私は車での訪問なので、人様があまり動かない時間帯を狙うしかない。平日だったので、通勤客が動く前、早朝6時頃に訪れた。
前日までの雨が上がって、天気は曇り。ラジオ体操の子供達も、まだ家の中。道路には、犬の散歩をする人と、ジョガー、ウォーカーのみ。
旧地がJR貨物駅となって遷座してきた宮城野八幡の背後に立って、周囲を玉垣が廻っているが、イチョウは八幡神社に所属するわけでなく、個人の所有物である(管理は仙台市)。イチョウまで続く道も私道である。
早い時間だったので、そっと見学させていただくつもりだった。ところが、奥様がもう起きておられて、私道を掃き清めていらっしゃった。撮影の許可をお願いして、快諾を得た。
さてイチョウである。
これまで見てきたなかでも最上級の仲間に入れてよいと思った。目通り7.8mは大した大きさでないようだが、そこは、幹がもっとも細くなっている辺り。

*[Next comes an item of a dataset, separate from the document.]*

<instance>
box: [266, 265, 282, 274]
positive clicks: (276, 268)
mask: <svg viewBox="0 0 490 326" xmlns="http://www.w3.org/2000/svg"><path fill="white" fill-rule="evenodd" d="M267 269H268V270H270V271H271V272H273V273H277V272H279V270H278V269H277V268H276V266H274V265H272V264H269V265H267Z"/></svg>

そこから上部にかけて急速に幹囲が増加し、多くの支幹に分かれる高さでは10mを遙かに超える。そこで一気に広がる形に、潔さを感じるとともに、およそ命あるものが持つエネルギーのようなものを感じた。こんな木を前にしていると、自分自身がとても卑小に思えてくる。
また、気根(乳柱)のすばらしさも特筆に値する。数の多さといい、長さといい、申し分ない。これで雌株なのだというから驚く。(雌株は、雄株に比べ、気根があまり発達しないのが普通だ)
このイチョウが世に知られた頃、ここは苦竹という地名だった。
能登半島で、冬の季節風から家々を守る間垣の材料となっているのが、細くてまっすぐ長いニガタケ(マダケ)である(最初のエジソン電球のフィラメントとして用いられたことでも知られる)。かつてはニガタケの群生地だったのだろうか。
今も付近に苦竹の地名は残っているのだが、その後、イチョウの近くだけ、銀杏町(いちょうまち)に変更された。
それだけ住民がこのイチョウに愛着を持ち、また誇りでもあるということなのだろう。